Sen. Timothy M. Kaine of Virginia and Agriculture Secretary Tom Vilsack remain two of the leading contenders for Hillary Clinton’s vice presidential pick, but Sen. Cory Booker of New Jersey is also under active consideration for her ticket, according to a Democrat with knowledge of the process.
Booker, a freshman senator and former mayor of Newark, has drawn relatively little attention throughout Clinton’s vice-presidential selection process, but has remained as a serious prospect. He was among the roughly half-dozen potential running mates who met with Clinton at her home in Washington on Friday.
He has been dispatched to Cleveland to participate late Thursday morning in a news conference “to denounce the divisive rhetoric surrounding Donald Trump’s Republican convention,” according to an advisory by the Clinton campaign. That rhetoric has included calls among delegates to “lock her up.”
Booker’s presence in the final group keeps a person of color in the mix following a search that includes Hispanics and one woman, Sen. Elizabeth Warren of Massachusetts.
The Democrat familiar with the process emphatically denied that Booker remains in contention because he is black. Booker has impressed Clinton for his work as mayor of Newark and as a bold thinker and risk taker.

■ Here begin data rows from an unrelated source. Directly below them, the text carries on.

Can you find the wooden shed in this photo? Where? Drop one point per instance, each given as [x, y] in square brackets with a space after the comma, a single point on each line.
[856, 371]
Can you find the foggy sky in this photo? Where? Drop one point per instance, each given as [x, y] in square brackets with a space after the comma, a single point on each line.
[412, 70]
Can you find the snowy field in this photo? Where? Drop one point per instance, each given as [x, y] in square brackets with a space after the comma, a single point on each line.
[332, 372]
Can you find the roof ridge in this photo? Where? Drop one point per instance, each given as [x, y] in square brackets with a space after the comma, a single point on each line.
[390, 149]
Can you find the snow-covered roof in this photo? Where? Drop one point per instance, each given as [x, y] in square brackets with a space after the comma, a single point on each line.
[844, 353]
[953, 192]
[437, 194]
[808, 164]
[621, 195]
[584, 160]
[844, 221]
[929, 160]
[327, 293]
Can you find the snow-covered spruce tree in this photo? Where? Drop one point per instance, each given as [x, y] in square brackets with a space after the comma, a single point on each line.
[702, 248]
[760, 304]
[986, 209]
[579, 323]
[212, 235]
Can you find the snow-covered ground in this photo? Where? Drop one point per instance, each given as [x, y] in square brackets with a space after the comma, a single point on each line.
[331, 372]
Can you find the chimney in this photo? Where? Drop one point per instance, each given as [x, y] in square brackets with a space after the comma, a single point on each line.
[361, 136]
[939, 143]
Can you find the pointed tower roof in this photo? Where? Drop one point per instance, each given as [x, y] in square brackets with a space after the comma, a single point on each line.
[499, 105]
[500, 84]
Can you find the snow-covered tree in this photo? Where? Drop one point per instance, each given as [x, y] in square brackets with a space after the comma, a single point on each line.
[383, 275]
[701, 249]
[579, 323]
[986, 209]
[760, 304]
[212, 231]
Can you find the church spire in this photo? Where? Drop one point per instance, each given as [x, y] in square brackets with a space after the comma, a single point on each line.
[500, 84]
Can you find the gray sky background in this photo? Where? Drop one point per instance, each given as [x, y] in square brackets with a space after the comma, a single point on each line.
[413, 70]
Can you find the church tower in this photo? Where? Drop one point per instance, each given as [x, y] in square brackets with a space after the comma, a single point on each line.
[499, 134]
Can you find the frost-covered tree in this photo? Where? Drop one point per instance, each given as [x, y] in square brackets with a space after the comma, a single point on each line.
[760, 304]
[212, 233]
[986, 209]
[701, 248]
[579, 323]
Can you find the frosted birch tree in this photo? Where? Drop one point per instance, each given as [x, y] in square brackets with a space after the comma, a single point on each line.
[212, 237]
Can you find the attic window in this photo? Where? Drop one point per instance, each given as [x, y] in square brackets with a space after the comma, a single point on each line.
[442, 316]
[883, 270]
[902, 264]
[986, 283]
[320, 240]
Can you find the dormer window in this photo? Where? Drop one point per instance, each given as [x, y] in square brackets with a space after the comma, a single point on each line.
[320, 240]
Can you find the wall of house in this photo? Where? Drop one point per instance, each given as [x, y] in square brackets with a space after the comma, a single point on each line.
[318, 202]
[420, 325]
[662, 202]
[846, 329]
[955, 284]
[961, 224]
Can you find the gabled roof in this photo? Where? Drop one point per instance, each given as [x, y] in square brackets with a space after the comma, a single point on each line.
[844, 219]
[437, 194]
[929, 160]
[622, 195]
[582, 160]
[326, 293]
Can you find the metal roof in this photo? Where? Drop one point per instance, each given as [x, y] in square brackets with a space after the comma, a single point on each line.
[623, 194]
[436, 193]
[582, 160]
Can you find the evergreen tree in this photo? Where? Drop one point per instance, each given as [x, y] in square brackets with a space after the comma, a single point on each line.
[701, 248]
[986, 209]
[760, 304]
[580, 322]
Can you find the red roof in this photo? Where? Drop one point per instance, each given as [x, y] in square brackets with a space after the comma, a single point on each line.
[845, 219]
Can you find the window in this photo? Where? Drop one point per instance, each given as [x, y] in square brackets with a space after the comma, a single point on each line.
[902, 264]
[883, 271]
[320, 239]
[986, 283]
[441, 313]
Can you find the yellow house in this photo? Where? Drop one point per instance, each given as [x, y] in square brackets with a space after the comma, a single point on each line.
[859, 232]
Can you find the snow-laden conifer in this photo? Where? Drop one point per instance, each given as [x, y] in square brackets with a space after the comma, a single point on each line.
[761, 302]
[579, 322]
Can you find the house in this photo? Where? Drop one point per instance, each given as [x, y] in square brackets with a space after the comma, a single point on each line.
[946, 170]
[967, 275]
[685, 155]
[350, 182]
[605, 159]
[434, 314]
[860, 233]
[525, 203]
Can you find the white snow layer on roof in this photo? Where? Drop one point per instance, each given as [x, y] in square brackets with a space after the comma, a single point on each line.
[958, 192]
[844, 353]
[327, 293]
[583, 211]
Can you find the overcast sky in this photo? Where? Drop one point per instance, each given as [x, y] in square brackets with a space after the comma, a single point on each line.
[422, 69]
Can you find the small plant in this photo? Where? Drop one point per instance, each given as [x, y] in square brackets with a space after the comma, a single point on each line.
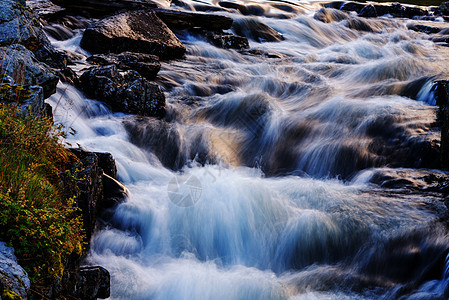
[38, 216]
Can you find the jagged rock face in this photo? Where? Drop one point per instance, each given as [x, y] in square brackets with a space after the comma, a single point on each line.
[13, 278]
[256, 30]
[188, 20]
[21, 65]
[126, 91]
[19, 25]
[137, 31]
[94, 282]
[146, 65]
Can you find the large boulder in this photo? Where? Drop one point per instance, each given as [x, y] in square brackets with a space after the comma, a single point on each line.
[100, 8]
[124, 91]
[146, 65]
[19, 25]
[94, 282]
[188, 20]
[256, 30]
[14, 282]
[21, 64]
[136, 31]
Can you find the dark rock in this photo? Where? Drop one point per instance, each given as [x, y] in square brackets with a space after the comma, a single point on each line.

The Hispanic finalists, Labor Secretary Thomas Perez and Housing Secretary Julián Castro, have not been told they are out of the running but, after conversations with Clinton, came away with the impression that they were unlikely to be picked, Democrats said.
Clinton, the presumptive Democratic nominee, could announce her running mate sometime on Friday. Early in the day, she is scheduled to appear in Orlando, the site of last month’s mass shooting at a gay nightclub, making it unlikely that an announcement would come before that event.
Kaine is a former governor and former Democratic National Committee chairman. Vilsack served two terms as governor of Iowa before joining the Obama cabinet.
Kaine is attending two events in the Washington suburbs of Northern Virginia on Thursday and has no events scheduled Friday. Vilsack is on a two-day swing through Missouri to discuss the opioid epidemic. He is expected to return to Washington on Friday at about 5 p.m.